To support multiple homogeneous tf trees. As multiple master techniques develop for ROS it is expected that there will be tools developed which will expose subsets of tf data onto foreign masters.

tf_prefix backwards compatibility

So it should keep working in the cases where tf_prefix was previously used.

The basic premise of the migration is that people used to refer to "my_frame" which was resolved to "/my_frame" or "/my_prefix/my_frame" if the prefix was present

In tf2 whatever string you pass in is your frame_id. So "my_frame" is simply "my_frame" and "/my_frame" would be a different frame_id. To avoid silent failures tf2 does not accept frame_ids starting with "/" with an tf2::InvalidArgument exception.

Anyone using the tf::Transformer interface will have the "/" stripped from the frame_id before it is passed to tf2 under the hood.

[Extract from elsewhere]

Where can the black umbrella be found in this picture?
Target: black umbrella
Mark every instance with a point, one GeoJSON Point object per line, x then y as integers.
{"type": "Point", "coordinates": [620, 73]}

To maintain backwards compatability with usages of tf_prefix, tf::resolve has been modified to always return frame_ids without a leading slash, but still does the prefixing. So tf::resolve "/map" resolves to "map" or "my_prefix/map" if a tf_prefix is set. This has the consequence that if you call tf::resolve multiple times it will get multiply prefixed. However calling tf::resolve multiple times is not known to be used in code and is not expected practice.

All communication on the wire is done by tf2 and the messages will be without the slash.

The longer term solution to replace tf_prefix is to provide methods for selectively republishing tf transforms, likely with a prefix from one robot to another, probably between masters as well. And at the same time rewriting any frame_ids transferred between the robots to have the prefixed frame_id. The development time for these tools unfortunately has not been found yet.

General Backwards compatibility

As tf2 is a major change the tf API has been maintained in its current form. Since tf2 has a superset of the tf features with a subset of the dependencies the tf implementation has been removed and replaced with calls to tf2 under the hood. This will mean that all users will be compatible with tf2. It is recommended for new work to use tf2 directly as it has a cleaner interface. However tf will continue to be supported for through at least J Turtle.